I guess all contexts except USER_CONTEXT_ID are considered internal.
Historically the "real" internal transactions came first - and these are
used heavily by the raw store for things like btree splits and various
reclaim space operations. These really would make the system suffer if
we did hard sync on commit, and they are all generated by user
transactions that are doing real updates so a subsequent commit in the
log is very likely.
Next came read only user nested transactions and they are used for
compile time read only locking so that we can give up locks mid user
transaction. Since they are read-only log commit behaviour does not matter.

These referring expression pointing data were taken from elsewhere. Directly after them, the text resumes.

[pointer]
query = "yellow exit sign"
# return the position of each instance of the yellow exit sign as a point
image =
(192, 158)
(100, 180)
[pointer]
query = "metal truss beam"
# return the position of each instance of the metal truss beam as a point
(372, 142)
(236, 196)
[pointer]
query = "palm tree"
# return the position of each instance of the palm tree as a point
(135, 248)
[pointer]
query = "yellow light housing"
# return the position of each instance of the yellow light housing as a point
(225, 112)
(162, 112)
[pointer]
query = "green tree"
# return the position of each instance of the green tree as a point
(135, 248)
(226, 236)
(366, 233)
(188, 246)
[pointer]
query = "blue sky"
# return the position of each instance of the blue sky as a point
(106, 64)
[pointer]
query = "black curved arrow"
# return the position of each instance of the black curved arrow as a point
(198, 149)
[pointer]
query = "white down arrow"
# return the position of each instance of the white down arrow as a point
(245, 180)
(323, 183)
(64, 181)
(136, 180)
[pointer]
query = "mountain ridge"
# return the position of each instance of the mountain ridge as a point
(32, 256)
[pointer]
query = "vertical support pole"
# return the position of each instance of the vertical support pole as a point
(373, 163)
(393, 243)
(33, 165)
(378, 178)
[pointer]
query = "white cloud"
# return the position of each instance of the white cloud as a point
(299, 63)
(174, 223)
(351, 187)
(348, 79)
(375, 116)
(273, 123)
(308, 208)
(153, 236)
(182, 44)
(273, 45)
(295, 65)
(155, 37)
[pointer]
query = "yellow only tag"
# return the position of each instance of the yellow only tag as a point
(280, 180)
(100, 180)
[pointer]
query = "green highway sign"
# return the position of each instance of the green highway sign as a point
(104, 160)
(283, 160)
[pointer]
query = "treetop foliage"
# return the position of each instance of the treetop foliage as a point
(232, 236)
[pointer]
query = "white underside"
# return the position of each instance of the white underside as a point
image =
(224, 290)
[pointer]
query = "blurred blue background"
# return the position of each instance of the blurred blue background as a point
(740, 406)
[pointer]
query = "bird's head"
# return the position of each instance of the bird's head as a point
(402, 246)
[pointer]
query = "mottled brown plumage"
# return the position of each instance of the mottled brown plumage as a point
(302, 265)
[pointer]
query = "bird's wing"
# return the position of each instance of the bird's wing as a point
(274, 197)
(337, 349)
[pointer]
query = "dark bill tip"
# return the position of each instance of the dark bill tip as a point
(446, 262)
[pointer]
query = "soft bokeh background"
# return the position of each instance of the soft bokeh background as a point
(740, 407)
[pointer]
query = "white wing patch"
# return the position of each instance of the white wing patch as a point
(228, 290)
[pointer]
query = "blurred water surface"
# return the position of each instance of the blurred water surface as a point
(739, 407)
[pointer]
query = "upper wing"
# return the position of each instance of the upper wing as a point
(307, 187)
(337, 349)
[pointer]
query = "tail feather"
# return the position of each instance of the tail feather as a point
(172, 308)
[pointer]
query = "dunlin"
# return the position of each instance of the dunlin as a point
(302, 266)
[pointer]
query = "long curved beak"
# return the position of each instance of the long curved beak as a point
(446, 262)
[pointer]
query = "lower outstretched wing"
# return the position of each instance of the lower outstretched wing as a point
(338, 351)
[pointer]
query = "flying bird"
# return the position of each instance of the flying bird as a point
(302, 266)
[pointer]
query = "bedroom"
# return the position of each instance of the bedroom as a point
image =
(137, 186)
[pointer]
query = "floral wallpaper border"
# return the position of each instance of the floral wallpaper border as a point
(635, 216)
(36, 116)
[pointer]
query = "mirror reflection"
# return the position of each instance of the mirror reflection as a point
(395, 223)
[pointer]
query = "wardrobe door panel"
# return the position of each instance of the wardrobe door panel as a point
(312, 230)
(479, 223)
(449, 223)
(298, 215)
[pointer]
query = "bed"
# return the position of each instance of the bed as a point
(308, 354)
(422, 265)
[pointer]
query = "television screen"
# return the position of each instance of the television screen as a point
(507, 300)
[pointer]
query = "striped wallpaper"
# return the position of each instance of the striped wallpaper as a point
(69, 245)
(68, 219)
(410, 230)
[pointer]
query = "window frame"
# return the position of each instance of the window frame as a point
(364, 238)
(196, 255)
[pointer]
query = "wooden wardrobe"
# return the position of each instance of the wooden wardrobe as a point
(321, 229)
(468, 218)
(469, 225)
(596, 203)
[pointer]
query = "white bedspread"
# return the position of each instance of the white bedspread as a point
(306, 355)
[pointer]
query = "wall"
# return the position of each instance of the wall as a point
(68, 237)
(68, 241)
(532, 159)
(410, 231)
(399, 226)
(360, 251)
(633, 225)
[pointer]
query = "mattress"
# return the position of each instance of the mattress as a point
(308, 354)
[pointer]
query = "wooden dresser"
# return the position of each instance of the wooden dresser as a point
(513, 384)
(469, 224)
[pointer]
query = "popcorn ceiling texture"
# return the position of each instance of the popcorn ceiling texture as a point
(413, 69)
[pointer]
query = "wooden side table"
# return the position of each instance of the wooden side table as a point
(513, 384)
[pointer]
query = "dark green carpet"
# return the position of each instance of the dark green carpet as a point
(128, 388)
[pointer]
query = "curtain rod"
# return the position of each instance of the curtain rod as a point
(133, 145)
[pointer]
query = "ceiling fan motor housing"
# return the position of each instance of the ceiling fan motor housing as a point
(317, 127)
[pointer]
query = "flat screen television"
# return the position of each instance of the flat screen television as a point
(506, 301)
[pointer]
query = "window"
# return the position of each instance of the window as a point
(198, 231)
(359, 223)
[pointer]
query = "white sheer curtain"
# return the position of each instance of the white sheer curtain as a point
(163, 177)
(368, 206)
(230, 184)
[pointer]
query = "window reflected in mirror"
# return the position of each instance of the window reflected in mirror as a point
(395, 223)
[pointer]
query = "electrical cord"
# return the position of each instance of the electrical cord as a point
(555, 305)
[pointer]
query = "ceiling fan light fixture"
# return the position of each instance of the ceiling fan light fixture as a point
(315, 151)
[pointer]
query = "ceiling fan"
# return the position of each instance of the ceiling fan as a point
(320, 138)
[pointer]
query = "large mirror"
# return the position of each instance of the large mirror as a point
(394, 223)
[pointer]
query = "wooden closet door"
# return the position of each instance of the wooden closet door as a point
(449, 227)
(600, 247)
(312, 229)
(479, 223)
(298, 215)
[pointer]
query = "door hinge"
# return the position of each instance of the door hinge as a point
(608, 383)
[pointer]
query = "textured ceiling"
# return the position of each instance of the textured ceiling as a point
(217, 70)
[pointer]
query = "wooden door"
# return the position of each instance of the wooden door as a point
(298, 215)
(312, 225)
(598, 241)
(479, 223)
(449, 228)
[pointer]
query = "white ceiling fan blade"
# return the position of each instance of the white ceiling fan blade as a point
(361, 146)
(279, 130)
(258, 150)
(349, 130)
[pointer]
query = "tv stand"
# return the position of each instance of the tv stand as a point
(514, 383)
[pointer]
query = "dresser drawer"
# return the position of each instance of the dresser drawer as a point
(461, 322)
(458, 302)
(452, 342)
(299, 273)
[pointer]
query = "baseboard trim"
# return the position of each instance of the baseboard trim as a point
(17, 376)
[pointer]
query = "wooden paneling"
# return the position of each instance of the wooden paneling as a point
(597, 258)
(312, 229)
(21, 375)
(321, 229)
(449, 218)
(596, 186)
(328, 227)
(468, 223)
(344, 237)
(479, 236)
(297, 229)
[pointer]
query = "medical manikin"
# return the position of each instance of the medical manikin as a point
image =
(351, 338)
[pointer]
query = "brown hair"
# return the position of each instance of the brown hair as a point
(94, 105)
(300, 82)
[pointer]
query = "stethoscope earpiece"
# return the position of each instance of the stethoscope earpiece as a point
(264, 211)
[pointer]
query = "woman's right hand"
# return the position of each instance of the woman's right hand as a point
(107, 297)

And then read-write nested user transactions came and are used for
identity column system cat update. their locks are not compatible so
they do cause problems, so if you can avoid them it is best. The code
expects them to be used to nest work, commit it, and then return to
main user thread. Using it in other ways may not work - I don't know.
If you new code really needs nested read/write transactions it may be
reasonable to do real force on these types of internal transactions, but
we should not do it on ntt and raw store internal transactions.
The prototype uses a nested transaction slightly different - it would be
best if the work done by the nested transaction would be synced. No real
harm is done by loosing the updates though, Derby just have to do the
work again (may affect performance).
I haven't checked yet, but it is also important to know if the update
locks of the nested user transaction is incompatible with the parent
user transaction (to avoid deadlock when using NO_WAIT).
The locks are not compatible. See following documentation in
TransactionController.java!getNestedUserTransaction()
* <p>
* The locks in the child transaction of a readOnly nested user
transaction
* will be compatible with the locks of the parent transaction. The
* locks in the child transaction of a non-readOnly nested user
transaction
* will NOT be compatible with those of the parent transaction -
this is
* necessary for correct recovery behavior.
* <p>
Thanks.